The council’s cabinet member for transport and strategic planning, Cllr Dan De’Ath, said the local authority was optimistic about finding a new partner and they now need to find the latest technology which will “make it harder for people intent on vandalising or stealing bikes to get away with their actions”.
A feasibility study is currently under way which will provide answers on the best way forward for both Cardiff and Vale of Glamorgan councils.
This study will look at schemes across the globe, understand improvements in security and the latest technology, while reviewing a variety of suppliers and different operating and sponsorship models.
On the council’s commitment to bringing in a new scheme Cardiff Cycle City chair Chris Roberts said: “I really hope that they will do it as quickly as possible because if the scheme disappears for a long period of time there might be a problem in restarting it.
“Part of the idea of the scheme was to tie in with the metro… As we improve public transport between Cardiff and the Valleys having a scheme that allows people to do the last mile of their commute or their journey to go shopping from the railway station to their destination is really important.
“As the metro develops and we start to get quarter-hourly services from all across the Valleys, more people coming into the city, that combination of easy-to-use bike hire and public transport would make a big difference in producing the modal shift we desperately need.”
Bikes from the Ovo bike-sharing scheme are not the only ones that are being targeted by thieves.
Police data focusing on 71 streets in and around Cardiff city centre shows there were 140 reports of bicycle theft in the eight months from January 2023 to August 2023.
Mr Roberts said an attitude shift will also play an important part in making the next bike-share scheme in Cardiff more successful.
He added: “It is not just the council who are involved.
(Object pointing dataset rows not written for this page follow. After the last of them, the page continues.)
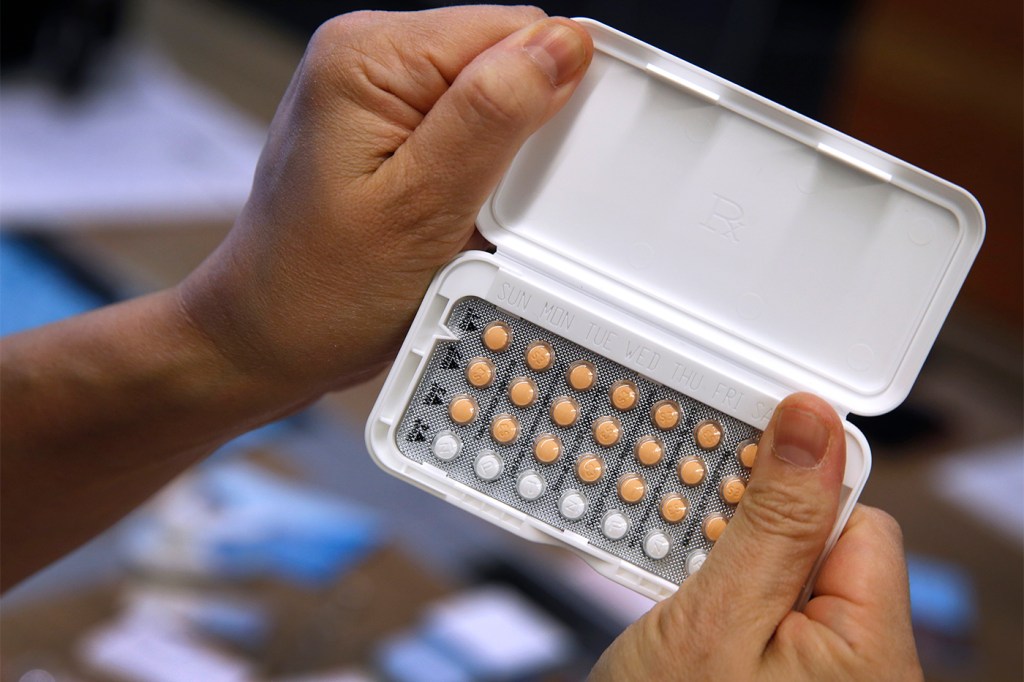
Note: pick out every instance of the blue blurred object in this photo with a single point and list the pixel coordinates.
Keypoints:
(37, 288)
(944, 614)
(410, 658)
(233, 519)
(941, 596)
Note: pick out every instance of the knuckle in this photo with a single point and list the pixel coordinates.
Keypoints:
(777, 510)
(491, 98)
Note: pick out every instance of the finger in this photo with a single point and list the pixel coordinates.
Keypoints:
(755, 573)
(865, 572)
(469, 137)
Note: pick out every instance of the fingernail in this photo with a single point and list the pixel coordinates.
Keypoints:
(801, 438)
(558, 50)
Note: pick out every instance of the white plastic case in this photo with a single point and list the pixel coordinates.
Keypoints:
(721, 245)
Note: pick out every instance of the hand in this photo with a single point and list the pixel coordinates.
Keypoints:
(733, 620)
(392, 133)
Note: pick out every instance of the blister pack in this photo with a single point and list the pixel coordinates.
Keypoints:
(675, 255)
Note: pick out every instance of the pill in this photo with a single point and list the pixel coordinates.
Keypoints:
(732, 489)
(691, 470)
(504, 428)
(480, 372)
(582, 376)
(590, 468)
(694, 560)
(487, 465)
(571, 505)
(674, 507)
(529, 484)
(462, 409)
(540, 355)
(748, 453)
(631, 488)
(708, 434)
(564, 411)
(714, 525)
(648, 451)
(522, 391)
(624, 394)
(445, 445)
(666, 415)
(547, 448)
(614, 525)
(656, 545)
(497, 336)
(607, 431)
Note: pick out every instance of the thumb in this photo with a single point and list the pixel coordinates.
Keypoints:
(470, 135)
(765, 556)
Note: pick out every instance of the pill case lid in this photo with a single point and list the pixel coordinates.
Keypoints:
(739, 225)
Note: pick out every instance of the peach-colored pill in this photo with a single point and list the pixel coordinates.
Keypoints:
(590, 468)
(674, 507)
(462, 409)
(540, 355)
(732, 489)
(708, 434)
(691, 470)
(631, 488)
(504, 428)
(666, 415)
(497, 336)
(582, 376)
(564, 411)
(522, 391)
(714, 525)
(480, 372)
(607, 430)
(547, 448)
(648, 451)
(748, 454)
(624, 394)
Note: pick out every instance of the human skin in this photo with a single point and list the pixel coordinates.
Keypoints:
(392, 133)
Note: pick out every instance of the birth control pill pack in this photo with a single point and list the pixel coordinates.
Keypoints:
(675, 255)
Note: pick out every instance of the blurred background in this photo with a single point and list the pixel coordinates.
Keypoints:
(129, 130)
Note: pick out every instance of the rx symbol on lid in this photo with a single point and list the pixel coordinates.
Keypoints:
(725, 218)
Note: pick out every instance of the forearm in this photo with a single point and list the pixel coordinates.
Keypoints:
(98, 412)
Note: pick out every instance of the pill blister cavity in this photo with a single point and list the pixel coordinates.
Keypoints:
(445, 445)
(714, 526)
(487, 465)
(708, 434)
(582, 376)
(607, 430)
(463, 409)
(540, 355)
(624, 395)
(547, 448)
(480, 372)
(529, 485)
(504, 428)
(497, 336)
(571, 505)
(666, 415)
(522, 391)
(564, 411)
(691, 470)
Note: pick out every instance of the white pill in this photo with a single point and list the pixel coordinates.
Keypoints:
(529, 484)
(487, 465)
(656, 545)
(571, 505)
(614, 524)
(445, 445)
(694, 560)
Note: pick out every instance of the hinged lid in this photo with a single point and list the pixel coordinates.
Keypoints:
(727, 219)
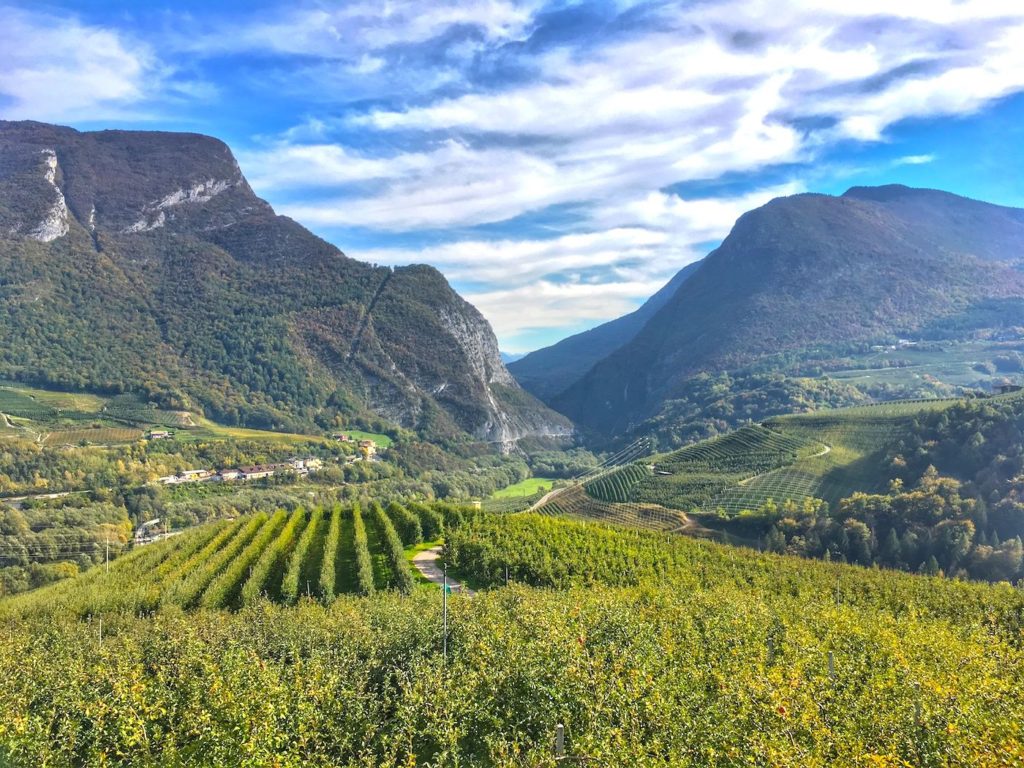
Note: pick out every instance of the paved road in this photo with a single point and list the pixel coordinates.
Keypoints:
(428, 562)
The police, I think, have to take bike theft much more seriously.
“It is not just Nextbikes that are getting stolen. It is peoples’ own bikes. Cardiff has a really poor record.
“We need a partnership between the police and the council to take this whole issue of bike theft – Nextbike and peoples’ own bikes – much more seriously and take more action to stop it happening.”
Inspector Darren Grady, from South Wales Police, said: “Ovo Bikes allows residents and visitors to travel around Cardiff in a convenient and environmentally friendly manner.
“The minority who steal or vandalise these bikes ruin the facility for others and we are committed to working with Nextbike and the local authority to continue clamping down on this mindless behaviour.
“We need the community to be an extra pair of eyes and to please report suspicious activity, vandalism, and theft.”